Proving an improper integral inequality involving an exponential and a cosine

Question

I would like to prove that $$\left(\int_{0}^{\infty} e^{-t}\cos\theta (t)\,\text{d}t \right)^2 \leq \int_{0}^{\infty} e^{-t}\cos^2\theta(t)\,\text{d}t,$$ where $\theta(t):[0,\,\infty)\to\mathbb{R}$ is some continuous function. (This is all that is known about $\theta$.) My first approach was to apply the Cauchy-Schwarz inequality, but that doesn't seem to be of any use. I then thought that there was a general rule stating that $$\left(\int_{0}^{\infty} f(t)\,\text{d}t \right)^2 \leq \int_{0}^{\infty} f(t)^2\,\text{d}t$$ if the integrals exist and $f$ is non-negative, but this turned out to be an incorrect version of Jensen's inequality, which doesn't seem to work for improper integrals because it involves a factor of $b-a$, where $a$ and $b$ are the integral bounds. So now I'm not sure where to turn. The inequality looks obvious and I am assured that it is true, but I don't know how to prove it. Is there a generally accepted approach to such a question?

Answer 1

Notice that there is an $e^{-t}$ in every integral, which suggests we should take it as part of the measure. We can use Jensen's inequality here, because $ \int_0^{\infty} e^{-t} \, dt = 1$: in general, Jensen says that if $g$ is convex, $$ g\left( \frac{\int_X f \, d\mu}{\int_X d\mu} \right) \leq \frac{\int_X g \circ f \, d\mu}{\int_X d\mu} . $$ Putting $X=[0,\infty)$ and $d\mu(t) = e^{-t} \, dt $, $$ g\left( \frac{\int_0^{\infty} f(t) e^{-t} \, dt}{\int_0^{\infty} e^{-t} dt} \right) \leq \frac{\int_0^{\infty} g(f(t)) e^{-t} \, dt}{\int_0^{\infty} e^{-t} dt} , $$ or $$ g\left( \int_0^{\infty} f(t) e^{-t} \, dt \right) \leq\int_0^{\infty} g(f(t)) e^{-t} \, dt , $$ and then putting $f = \cos \circ \theta $ and $g(t) = t^2$ gives the required inequality.

Answer 2

Here is an elementary proof using Cauchy-Schwarz inequality.
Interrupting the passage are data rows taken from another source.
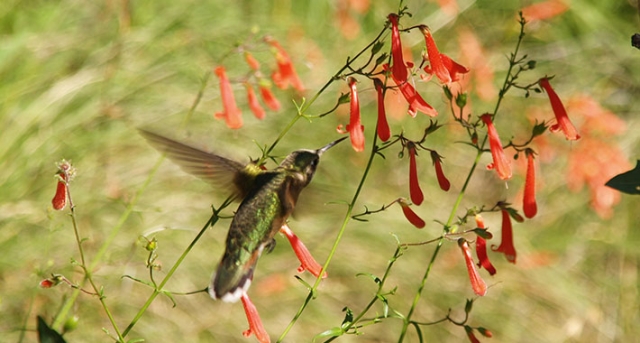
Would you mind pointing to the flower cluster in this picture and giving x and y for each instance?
(283, 76)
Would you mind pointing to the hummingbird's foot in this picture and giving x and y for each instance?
(255, 323)
(307, 262)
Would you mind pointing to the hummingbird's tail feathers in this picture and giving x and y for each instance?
(221, 172)
(233, 279)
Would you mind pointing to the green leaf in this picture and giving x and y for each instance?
(628, 182)
(333, 332)
(47, 334)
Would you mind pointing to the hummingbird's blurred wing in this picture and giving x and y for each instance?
(221, 172)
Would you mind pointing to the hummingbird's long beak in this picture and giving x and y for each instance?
(326, 147)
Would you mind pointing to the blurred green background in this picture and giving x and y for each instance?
(78, 77)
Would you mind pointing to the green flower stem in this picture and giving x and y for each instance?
(505, 87)
(62, 315)
(307, 104)
(347, 217)
(158, 290)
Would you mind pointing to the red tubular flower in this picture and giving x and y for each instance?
(442, 180)
(232, 114)
(500, 162)
(472, 337)
(481, 249)
(269, 99)
(478, 285)
(255, 323)
(435, 59)
(411, 216)
(414, 186)
(307, 262)
(454, 68)
(529, 205)
(46, 283)
(59, 200)
(384, 133)
(355, 128)
(254, 105)
(251, 61)
(562, 119)
(506, 246)
(416, 102)
(285, 74)
(399, 68)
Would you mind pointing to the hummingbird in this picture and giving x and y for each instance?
(267, 198)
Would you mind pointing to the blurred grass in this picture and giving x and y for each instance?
(78, 78)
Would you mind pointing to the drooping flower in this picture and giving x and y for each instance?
(307, 262)
(411, 216)
(481, 249)
(285, 74)
(435, 59)
(443, 182)
(231, 114)
(355, 128)
(416, 102)
(500, 162)
(384, 133)
(472, 337)
(414, 186)
(529, 205)
(65, 173)
(478, 285)
(59, 200)
(267, 96)
(255, 323)
(399, 68)
(252, 99)
(562, 119)
(251, 61)
(506, 246)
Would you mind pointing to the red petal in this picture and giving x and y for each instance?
(437, 65)
(506, 246)
(355, 128)
(529, 205)
(59, 200)
(254, 105)
(563, 122)
(384, 133)
(414, 186)
(411, 216)
(500, 162)
(416, 102)
(443, 182)
(307, 262)
(255, 323)
(481, 249)
(478, 285)
(454, 68)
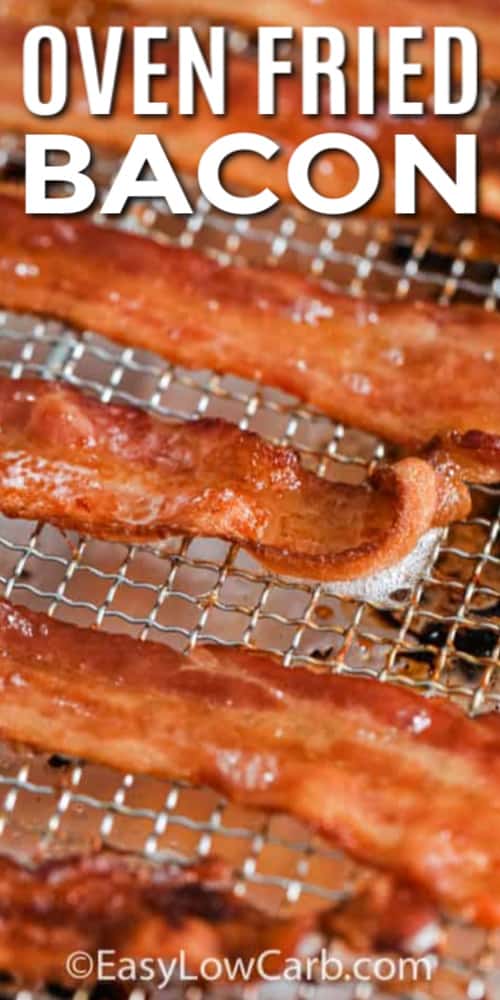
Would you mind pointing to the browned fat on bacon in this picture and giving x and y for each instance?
(186, 138)
(116, 473)
(405, 371)
(134, 910)
(409, 784)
For every continuous and bounded function $u$ and every real number $a\ge 1$, we have

\begin{eqnarray} \left(\int_0^{\infty}e^{-at}u(t)dt\right)^2 &=&\left(\int_0^{\infty}e^{-\frac{at}{2}}\cdot e^{-\frac{at}{2}}u(t)dt \right)^2\cr &\le& \left[\int_0^{\infty} \left(e^{-\frac{at}{2}}\right)^2dt\right]\cdot\left[\int_0^{\infty}\left(e^{-\frac{at}{2}}u(t)\right)^2dt\right]\cr &=&\left(\int_0^{\infty}e^{-at}dt\right)\cdot\left(\int_0^{\infty}e^{-at}u^2(t)dt\right)\cr &=&\left(=\frac{1}{a}e^{-at}\Big|_0^{\infty}\right)\cdot\left(\int_0^{\infty}e^{-at}u^2(t)dt\right)\cr &=&\frac{1}{a}\int_0^{\infty}e^{-at}u^2(t)dt\cr &\le&\int_0^{\infty}e^{-at}u^2(t)dt. \end{eqnarray} Now, just set $a=1$ and $u=\cos \circ\theta$.